Some datatypes are already processed by the v2 data pipeline, such as ndt7, annotation, scamper1 (i.e. traceroute), and a pcap index.
This announcement heralds a set of changes coming in the next few weeks and months that will update datatypes to the v2 data pipeline (ndt5, traceroute, tcpinfo, switch) or clearly label them as “legacy” schemas from the v1 data pipeline (paris-traceroute, ndt web100, sidestream).

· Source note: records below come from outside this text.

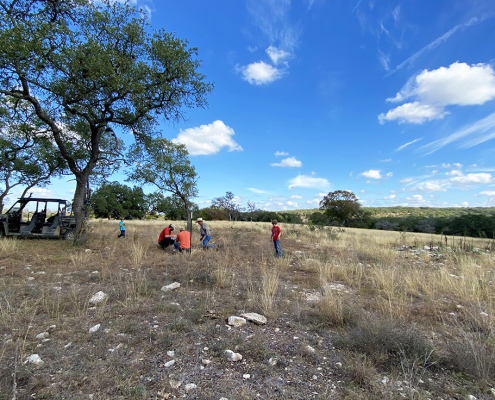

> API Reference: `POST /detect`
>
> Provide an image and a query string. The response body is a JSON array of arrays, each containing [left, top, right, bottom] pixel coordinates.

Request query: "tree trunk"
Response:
[[72, 176, 88, 244]]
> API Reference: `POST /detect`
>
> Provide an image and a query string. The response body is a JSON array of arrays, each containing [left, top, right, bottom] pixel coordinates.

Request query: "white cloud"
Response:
[[265, 46, 290, 65], [270, 157, 302, 167], [359, 169, 382, 179], [395, 138, 423, 151], [378, 62, 495, 124], [410, 181, 447, 192], [172, 120, 243, 156], [387, 62, 495, 106], [289, 175, 330, 189], [388, 14, 489, 75], [420, 112, 495, 154], [406, 194, 425, 203], [248, 188, 266, 193], [236, 61, 284, 86], [378, 101, 448, 125]]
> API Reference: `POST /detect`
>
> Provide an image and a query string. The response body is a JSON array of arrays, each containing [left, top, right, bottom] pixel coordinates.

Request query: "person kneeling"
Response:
[[175, 228, 191, 253], [158, 224, 179, 250]]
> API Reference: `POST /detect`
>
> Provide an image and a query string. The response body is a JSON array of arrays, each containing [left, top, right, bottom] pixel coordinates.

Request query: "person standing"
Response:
[[196, 218, 218, 250], [175, 228, 191, 253], [271, 219, 282, 257], [117, 218, 125, 239], [158, 224, 179, 250]]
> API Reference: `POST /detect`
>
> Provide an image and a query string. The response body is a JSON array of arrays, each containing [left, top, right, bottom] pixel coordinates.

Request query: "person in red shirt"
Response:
[[271, 219, 282, 257], [175, 228, 191, 253], [158, 224, 179, 250]]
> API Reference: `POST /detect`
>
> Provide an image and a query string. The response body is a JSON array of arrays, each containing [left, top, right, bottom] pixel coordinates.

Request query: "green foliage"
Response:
[[91, 182, 146, 218], [0, 0, 213, 236], [320, 190, 361, 225]]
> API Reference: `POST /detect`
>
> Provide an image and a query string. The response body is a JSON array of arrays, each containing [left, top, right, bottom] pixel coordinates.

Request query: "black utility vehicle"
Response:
[[0, 197, 76, 240]]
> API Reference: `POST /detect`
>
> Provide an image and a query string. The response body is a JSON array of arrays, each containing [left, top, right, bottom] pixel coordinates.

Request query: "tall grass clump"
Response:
[[0, 238, 21, 256], [259, 263, 280, 314]]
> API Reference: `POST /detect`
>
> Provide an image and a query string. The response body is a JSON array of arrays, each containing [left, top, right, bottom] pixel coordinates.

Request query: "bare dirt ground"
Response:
[[0, 220, 495, 400]]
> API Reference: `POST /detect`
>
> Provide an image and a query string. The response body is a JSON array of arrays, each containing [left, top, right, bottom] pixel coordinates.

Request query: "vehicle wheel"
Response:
[[64, 229, 76, 240]]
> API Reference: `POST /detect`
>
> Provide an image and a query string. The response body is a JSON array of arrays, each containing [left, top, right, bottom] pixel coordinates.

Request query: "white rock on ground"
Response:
[[24, 354, 45, 365], [161, 282, 180, 292], [89, 290, 108, 304], [227, 315, 246, 327], [36, 332, 50, 339], [184, 383, 197, 392], [225, 350, 242, 361], [241, 313, 267, 325]]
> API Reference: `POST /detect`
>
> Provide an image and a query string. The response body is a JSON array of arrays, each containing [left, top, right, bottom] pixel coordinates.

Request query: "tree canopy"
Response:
[[320, 190, 361, 225]]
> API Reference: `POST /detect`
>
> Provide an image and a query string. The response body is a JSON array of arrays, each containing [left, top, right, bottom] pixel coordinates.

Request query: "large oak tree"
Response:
[[0, 0, 212, 241]]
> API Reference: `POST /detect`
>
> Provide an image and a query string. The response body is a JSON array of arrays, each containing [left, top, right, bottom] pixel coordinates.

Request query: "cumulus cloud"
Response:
[[378, 62, 495, 124], [265, 46, 290, 65], [411, 181, 447, 192], [236, 61, 284, 86], [378, 101, 448, 125], [359, 169, 382, 179], [289, 175, 330, 189], [248, 188, 266, 193], [270, 157, 302, 167], [172, 120, 243, 156]]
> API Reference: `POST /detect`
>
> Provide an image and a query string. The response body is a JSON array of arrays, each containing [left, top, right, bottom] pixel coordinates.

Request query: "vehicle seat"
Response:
[[21, 213, 38, 233]]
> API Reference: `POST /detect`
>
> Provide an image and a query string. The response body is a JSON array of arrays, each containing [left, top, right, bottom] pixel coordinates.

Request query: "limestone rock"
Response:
[[161, 282, 180, 292], [89, 290, 108, 304], [225, 350, 242, 361], [24, 354, 45, 365], [227, 316, 246, 327]]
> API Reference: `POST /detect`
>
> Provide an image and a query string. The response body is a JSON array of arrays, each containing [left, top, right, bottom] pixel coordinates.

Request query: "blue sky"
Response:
[[7, 0, 495, 210]]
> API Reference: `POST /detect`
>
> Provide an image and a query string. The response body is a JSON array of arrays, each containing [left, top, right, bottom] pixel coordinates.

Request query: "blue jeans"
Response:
[[203, 236, 217, 249]]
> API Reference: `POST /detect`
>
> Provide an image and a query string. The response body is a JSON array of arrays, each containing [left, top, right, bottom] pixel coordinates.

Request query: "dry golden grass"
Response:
[[0, 220, 495, 399]]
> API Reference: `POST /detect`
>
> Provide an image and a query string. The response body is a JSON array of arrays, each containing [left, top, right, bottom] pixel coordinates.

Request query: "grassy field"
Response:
[[0, 220, 495, 400]]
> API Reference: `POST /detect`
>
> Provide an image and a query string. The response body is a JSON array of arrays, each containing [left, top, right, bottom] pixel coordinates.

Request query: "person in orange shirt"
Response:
[[175, 228, 191, 253]]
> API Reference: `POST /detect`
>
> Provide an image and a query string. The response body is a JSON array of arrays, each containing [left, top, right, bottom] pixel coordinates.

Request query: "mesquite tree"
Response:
[[0, 0, 212, 241]]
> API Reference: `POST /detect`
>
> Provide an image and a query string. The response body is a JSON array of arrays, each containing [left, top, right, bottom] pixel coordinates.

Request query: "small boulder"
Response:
[[161, 282, 180, 292], [227, 316, 246, 327], [241, 313, 267, 325], [225, 350, 242, 361], [24, 354, 45, 365], [89, 290, 108, 304]]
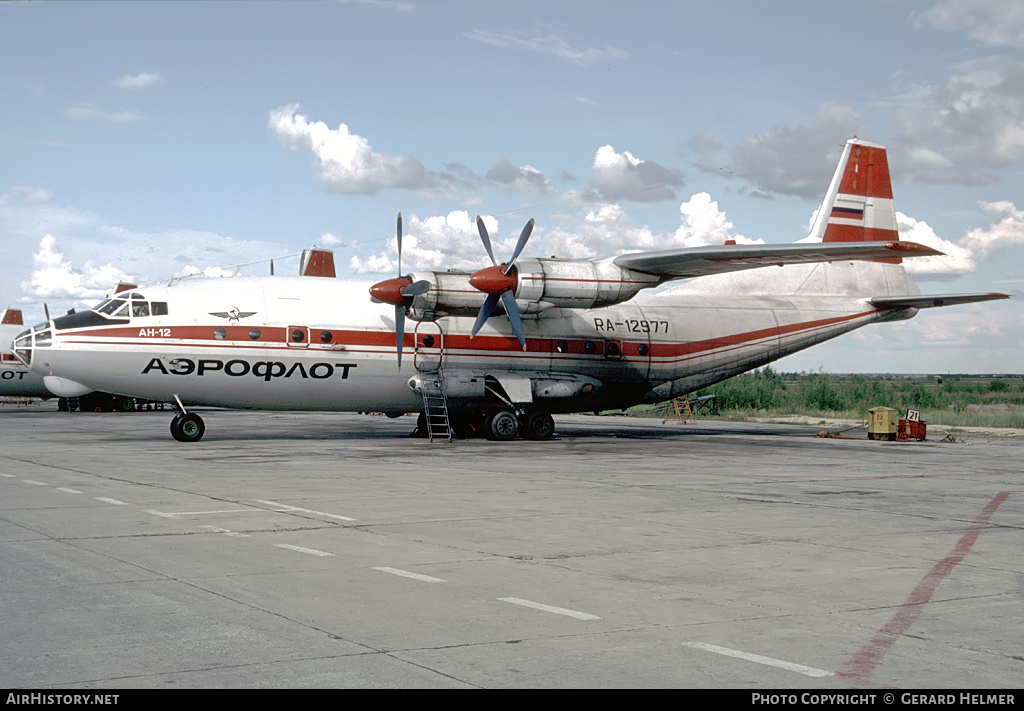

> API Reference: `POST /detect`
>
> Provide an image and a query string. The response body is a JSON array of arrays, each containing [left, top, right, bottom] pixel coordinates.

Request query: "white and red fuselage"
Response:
[[14, 139, 1006, 440]]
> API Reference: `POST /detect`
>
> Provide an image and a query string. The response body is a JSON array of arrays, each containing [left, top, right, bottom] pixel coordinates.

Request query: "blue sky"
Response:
[[0, 0, 1024, 373]]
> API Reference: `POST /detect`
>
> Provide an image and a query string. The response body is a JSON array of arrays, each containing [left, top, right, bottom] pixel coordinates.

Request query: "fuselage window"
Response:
[[96, 299, 125, 316]]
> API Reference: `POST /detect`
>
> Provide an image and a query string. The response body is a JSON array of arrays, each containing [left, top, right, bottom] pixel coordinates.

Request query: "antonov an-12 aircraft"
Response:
[[14, 138, 1007, 442]]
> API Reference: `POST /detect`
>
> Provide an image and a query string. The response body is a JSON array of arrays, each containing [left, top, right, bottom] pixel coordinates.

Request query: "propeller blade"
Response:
[[469, 294, 499, 338], [395, 212, 401, 277], [497, 290, 526, 350], [502, 217, 534, 275], [394, 306, 406, 370], [401, 279, 430, 296], [476, 215, 498, 266]]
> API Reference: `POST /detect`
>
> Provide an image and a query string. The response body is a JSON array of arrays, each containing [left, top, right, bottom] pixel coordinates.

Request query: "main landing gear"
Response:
[[171, 412, 206, 442], [428, 409, 555, 442]]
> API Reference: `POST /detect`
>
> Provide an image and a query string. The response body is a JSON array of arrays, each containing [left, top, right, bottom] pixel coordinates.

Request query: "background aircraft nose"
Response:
[[11, 329, 32, 368]]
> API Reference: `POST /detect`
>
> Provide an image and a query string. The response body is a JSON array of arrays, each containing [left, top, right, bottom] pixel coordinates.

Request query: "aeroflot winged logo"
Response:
[[207, 306, 256, 322]]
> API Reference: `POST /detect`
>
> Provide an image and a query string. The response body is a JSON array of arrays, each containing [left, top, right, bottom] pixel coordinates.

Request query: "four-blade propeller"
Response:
[[469, 215, 534, 350], [370, 212, 534, 370]]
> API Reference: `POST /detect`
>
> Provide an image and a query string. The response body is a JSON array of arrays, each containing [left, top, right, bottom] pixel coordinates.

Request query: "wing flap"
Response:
[[871, 292, 1010, 308], [612, 242, 942, 281]]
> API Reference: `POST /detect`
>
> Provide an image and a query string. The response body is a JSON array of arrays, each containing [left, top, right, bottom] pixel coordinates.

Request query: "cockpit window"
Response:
[[96, 299, 125, 316], [92, 294, 167, 319]]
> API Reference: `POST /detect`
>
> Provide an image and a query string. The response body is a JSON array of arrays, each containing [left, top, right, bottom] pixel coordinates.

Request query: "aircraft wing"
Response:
[[611, 242, 942, 281], [871, 293, 1010, 308]]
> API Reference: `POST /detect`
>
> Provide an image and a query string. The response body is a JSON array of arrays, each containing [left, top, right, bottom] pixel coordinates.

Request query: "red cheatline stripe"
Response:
[[836, 492, 1010, 677], [51, 309, 878, 364]]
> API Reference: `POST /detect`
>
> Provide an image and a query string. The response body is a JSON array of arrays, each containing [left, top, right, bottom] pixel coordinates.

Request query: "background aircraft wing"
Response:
[[871, 293, 1010, 308], [611, 242, 942, 281]]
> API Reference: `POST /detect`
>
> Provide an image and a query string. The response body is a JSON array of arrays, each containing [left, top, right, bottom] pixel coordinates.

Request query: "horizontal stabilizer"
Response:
[[612, 242, 942, 281], [871, 293, 1010, 308]]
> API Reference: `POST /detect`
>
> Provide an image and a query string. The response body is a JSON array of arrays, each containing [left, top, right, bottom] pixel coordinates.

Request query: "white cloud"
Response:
[[675, 193, 764, 247], [896, 211, 975, 279], [591, 145, 683, 203], [111, 72, 164, 89], [349, 193, 762, 276], [729, 101, 864, 198], [889, 56, 1024, 184], [465, 30, 630, 67], [269, 103, 437, 195], [348, 210, 487, 275], [22, 235, 132, 300], [484, 158, 555, 195], [910, 0, 1024, 46], [963, 201, 1024, 257], [63, 103, 145, 123]]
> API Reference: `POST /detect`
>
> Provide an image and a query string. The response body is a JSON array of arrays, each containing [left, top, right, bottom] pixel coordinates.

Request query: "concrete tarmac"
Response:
[[0, 405, 1024, 692]]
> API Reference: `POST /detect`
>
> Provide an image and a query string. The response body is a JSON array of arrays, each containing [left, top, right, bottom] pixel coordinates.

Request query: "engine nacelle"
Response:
[[409, 258, 663, 321], [515, 259, 662, 312]]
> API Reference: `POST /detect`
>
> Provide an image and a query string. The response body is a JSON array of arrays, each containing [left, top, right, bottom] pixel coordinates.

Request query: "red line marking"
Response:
[[836, 492, 1010, 678]]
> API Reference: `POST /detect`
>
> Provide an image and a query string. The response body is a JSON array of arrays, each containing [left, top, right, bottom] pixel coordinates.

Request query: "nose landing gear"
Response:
[[171, 395, 206, 442], [171, 412, 206, 442]]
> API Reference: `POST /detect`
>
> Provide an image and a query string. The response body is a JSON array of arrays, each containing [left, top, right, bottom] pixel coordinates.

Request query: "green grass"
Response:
[[662, 367, 1024, 428]]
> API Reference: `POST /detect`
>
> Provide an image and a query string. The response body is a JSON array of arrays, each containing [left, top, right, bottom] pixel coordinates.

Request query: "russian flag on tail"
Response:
[[814, 138, 901, 263]]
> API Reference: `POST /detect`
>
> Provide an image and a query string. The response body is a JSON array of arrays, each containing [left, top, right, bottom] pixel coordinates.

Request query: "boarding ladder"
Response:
[[662, 398, 697, 424], [420, 370, 452, 442]]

Users of the measurement-lab.ndt.unified_uploads
and measurement-lab.ndt.unified_downloads
views should experience no changes.
Coming Changes
The views in the measurement-lab.library
dataset are now obsolete. Each can be replaced by the equivalent view with the same datatype and direction suffix from the ndt_intermediate
dataset.
To be removed | Use instead |
---|---|
library.ndt_unified_ndt5_downloads | ndt_intermediate.extended_ndt5_downloads |
library.ndt_unified_ndt5_uploads | ndt_intermediate.extended_ndt5_uploads |
library.ndt_unified_ndt7_downloads | ndt_intermediate.extended_ndt7_downloads |
library.ndt_unified_ndt7_uploads | ndt_intermediate.extended_ndt7_uploads |
library.ndt_unified_web100_downloads | ndt_intermediate.extended_web100_downloads |
library.ndt_unified_web100_uploads | ndt_intermediate.extended_web100_uploads |
Views in the measurement-lab.ndt
dataset that use v1 schemas must be removed before we replace them with views using v2 schemas. This should be minimally disruptive because these v1 views are redundant to identical views that are already present in the measurement-lab.ndt_raw
dataset.
To be removed | Use instead |
---|---|
ndt.traceroute (v1) | ndt_raw.paris1_legacy |
ndt.ndt5 (v1) | ndt_raw.ndt5_legacy |
ndt.tcpinfo (v1) | ndt_raw.tcpinfo_legacy |
ndt.web100 (v1) | ndt_raw.web100_legacy |
The following views that use v1 schemas will be renamed with a “_legacy” suffix to be consistent with other v1 schema views. As well, this allows a view using a v2 schema to be deployed later without causing a conflict.
To be renamed | New name |
---|---|
sidestream.web100 (v1) | sidestream.web100_legacy |
utilization.switch (v1) | utilization.switch_legacy |
The traceroute datatypes have historically been combined into a single table. Going forward they will be separated and named by their underlying format and tool of origin. So, the following changes are planned.
To be removed | To be replaced by |
---|---|
aggregate.traceroute | traceroute.scamper1 |
traceroute.paris1_legacy |
Once the above changes are complete, they will be followed by deployment of the updated v2 data pipeline parsers for the switch, ndt5 and tcpinfo datatypes.
Once these changes are complete, we will be updating the website with up-to-date schema documentation for these raw datatypes using the v2, standard column naming conventions, including:
- ndt7
- annotation
- ndt5
- switch
- scamper1
- tcpinfo
- pcap
UPDATE: 2022-02-28 - we changed the alternate name for the legacy ndt.traceroute
view to ndt_raw.paris1_legacy
(instead of ndt_raw.traceroute_legacy
) to be consistent with the underlying datatype name and further move away from uses of “traceroute” as a single datatype name, when instead “traceroute” is a dataset consisting of many sources.